Mülheim. . Im Kino boomten Slapstick-Stummfilme, Herren vergnügten sich im „Gasthof zum Wilden Mann” - bei der Auftaktlesung der “Reihe zur Mülheimer Geschichte“ deckte Stadtarchiv-Leiter Dr. Kai Rawe Interessantes über die Freizeitgestaltung ums Jahr 1912 auf.
Freizeit – die kannten die Menschen eigentlich erst seit der Industrialisierung. Vorher gab es in den meist bäuerlichen Haushalten eigentlich immer etwas zu tun. Als dann aber die Arbeit in der Fabrik aufkam, samt der Stechuhr, die festhielt, was Arbeits- und was Freizeit war, hatten die Menschen in Mülheim wie anderswo auf einmal einen „Feierabend”.
Diese und andere interessante Tatsachen rund um die Freizeitgestaltung zu Beginn des 20. Jahrhunderts deckte Dr. Kai Rawe, Leiter des Mülheimer Stadtarchivs, bei der Auftaktlesung für die „Reihe zur Mülheimer Geschichte” im Foyer des Kunstmuseums auf.

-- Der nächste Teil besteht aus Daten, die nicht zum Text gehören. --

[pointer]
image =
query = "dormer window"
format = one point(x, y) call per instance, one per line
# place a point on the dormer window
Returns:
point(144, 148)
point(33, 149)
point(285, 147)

In der Vereinsmeierei austoben
Er hat nachgeforscht, was die Mülheimer um das Jahr 1912 herum mit der neugewonnenen Mußezeit anstellten: So blühte auch hierzulande die Vereinskultur auf. „Da konnte sich die sogenannte deutsche Vereinsmeierei austoben”, so Rawe. 130 Vereine gab es etwa – davon allerdings nur zwölf Sportvereine. Der Rest setzte sich aus Chören, speziellen Interessenvereinen oder „patriotischen Vereinen” zusammen. Auch einen Lotterieverein und einen Ziegenzuchtverein gab es in Mülheim.
Voller Vorfreude erwarteten die Mülheimer damals Feiertage wie den Geburtstag des Kaisers: Dann ging man schick essen, nahm an Bällen und Banketten teil. Preislich war hier für jeden etwas dabei: Man konnte für zehn Pfennige ausgehen oder für zwei Mark fünfzig (dann bekam man auch Ochsenfleisch serviert).
Eine große Attraktion war auch das neu aufgekommene Kino: Auch in Mülheim gab es eine „Elektrische Lichtbühne”, die kurze Stummfilme zeigte. „Eine Attraktion für die kleinen Leute” sei das zumeist gewesen, denn die Filme waren oft reißerisch oder grober Slapstick. Im Zentralhallentheater wurde neben „Kinematographischen Vorführungen” aber noch eine weitere neue Technik vorgeführt: In der Zeitung warb es mit „Versuchen mit Röntgenstrahlen”. Ein eventuell nicht ganz gesundes Vergnügen...
Natur stand hoch im Kurs
Viele Familien gönnten sich nach der Arbeit in staubigen Fabrikhallen am Wochenende gern einen Ausflug ins Grüne. Die Herren bevorzugten dabei eventuell Etablissements wie den „Gasthof zum Wilden Mann”, wo freizügige Damen-Kapellen ein vermutlich recht anzügliches Unterhaltungsangebot darboten, es gab aber auch sehr viele ebenso seriöse wie idyllische Ausflugsziele: Dicken am Damm beispielsweise, oder das Gasthaus Kahlenberg. Gern spazierte man damals durch die Wälder, Natur stand hoch in Kurs. Viele Wanderwege wurden damals ausgebaut. Aber manchmal gönnte man sich ein ganz besonderes Erlebnis: Eine Fahrt mit der Straßenbahn. Die war damals so neu und beliebt, dass sie auf keiner Abbildung Mülheims fehlen durfte.
Und natürlich gab es den Karneval und die Kirmes - „In Mülheim war vor allem die Broicher Kirmes ausschlaggebend”, so Kai Rawe. „Dort wurden als Attraktionen zum Beispiel die zwölf kleinsten Pferde der Welt angeboten, oder eine Dompteuse, die Steppenwölfe und Bären zähmte. Das kann man wohl kaum überbieten.”